6. Arguably the most popular of the Shinto gods or kami is Amaterasu. Stories about her (and other prominent gods and goddesses) are chronicled in the Kojiki and the Nihongi. Based on the mythologies contained in these texts, Amaterasu is the Sun Goddess who was born from the left eye socket of a male creator kami named Izanagi.

7. Nihon shoki, also called Nihongi (‘Chronicles of Japan’), is the second oldest book of classical Japanese history. The book is more elaborate and detailed than the Kojiki.

8. These ‘goryo’ are the revengeful spirits of the dead whose lives were cut short. It is thus important to revere them as a way of calming them as they are believed to punish those who do not honor the kami.

9. Shintoism teaches that the kami ought to be respected and worshipped. To Shinto followers, the goal of life is to achieve ‘magokoro,’ “a pure sincere heart which can only be granted by the kami.

10. However, the Japanese Prime Minister Abe explained that he went to the shrine to reflect on the preciousness of peace. He said that he “prayed for the souls of all those who had fought for the country and made ultimate sacrifices … the purpose of my visit is to report before the souls of the war dead how my administration has worked for one year and to renew the pledge that Japan must never wage a war again.” (“Prime Minister’s Visits to Yasukuni,” n.d.).


Finally, the following statements are also worth knowing about Shintoism:

1.Shintoism’s concept of the divinity of the Emperor is usually misunderstood especially by Westerners. Neither the Emperor nor most of Japanese people ever thought that the Emperor was a God in the sense of being a supernatural supreme being.

2.Collectively, the stories in Nihongi and the Kojiki are referred to as the ‘Kiki stories.’

3. Kami is the Japanese word for a divine being, god, deity, divinity, spirit, or an aspect of spirituality. The term has been used to describe mind, God, supreme being, one of the Shinto deities, an image, a principle, and anything that is worshipped.

4. The Nihongi focuses on the merits of the righteous rulers as well as the errors of the wicked rulers.

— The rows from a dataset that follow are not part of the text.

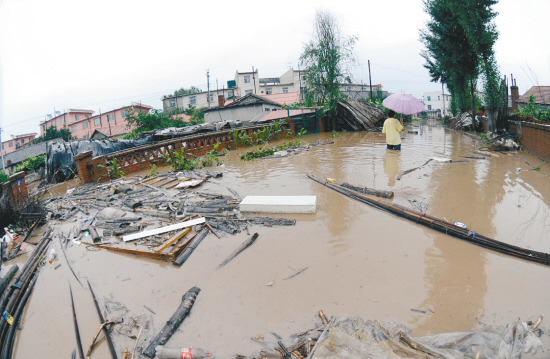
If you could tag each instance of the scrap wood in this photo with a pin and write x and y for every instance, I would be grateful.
(172, 240)
(301, 270)
(174, 322)
(69, 264)
(137, 339)
(412, 169)
(242, 247)
(163, 229)
(102, 327)
(76, 331)
(105, 330)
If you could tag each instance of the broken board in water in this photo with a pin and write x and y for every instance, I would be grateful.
(279, 204)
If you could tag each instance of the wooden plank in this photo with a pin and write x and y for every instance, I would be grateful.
(172, 240)
(173, 227)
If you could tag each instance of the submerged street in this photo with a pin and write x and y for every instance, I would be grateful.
(360, 261)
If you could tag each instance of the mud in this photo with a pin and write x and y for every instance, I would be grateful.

5. Shinto believers find it important to worship the kami also because of the assumed roles they play in the nature. The kami’s supposed primitive roles were as earth-based spirits, helping the early hunter-gatherer groups in their day-to-day lives, thus revered as gods of earth and sea.

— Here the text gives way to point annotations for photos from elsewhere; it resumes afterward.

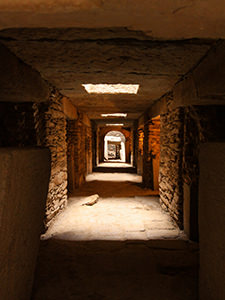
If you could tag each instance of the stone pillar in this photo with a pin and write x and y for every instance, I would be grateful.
(24, 179)
(211, 221)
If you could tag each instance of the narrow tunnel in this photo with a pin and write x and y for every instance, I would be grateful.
(111, 160)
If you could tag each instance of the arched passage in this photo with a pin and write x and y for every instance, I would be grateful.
(114, 146)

6. For reasons mentioned, visits to the Yasukuni Shrine by Japanese Prime Ministers have been a cause of protest in Japan and abroad. The visits have long had diplomatic consequences.

7. Amaterasu is the Sun Goddess who was born from the left eye socket of a male creator kami named Izanagi.

8. In principle therefore, all—human beings, birds, animals, trees, plants, mountains, oceans—may be kami. Based on ancient usage, whatsoever seemed extraordinarily impressive, possessed the quality of excellence, or inspired a feeling of awe was called kami.

9. The core teaching of Shintoism is to worship the ancestors and forces of nature to achieve harmony in all dimensions.

10. Shintoism has no founder in the sense that Christianity or Buddhism has a founder, nor is there a person or group of persons who were responsible for developing Shinto as a religion.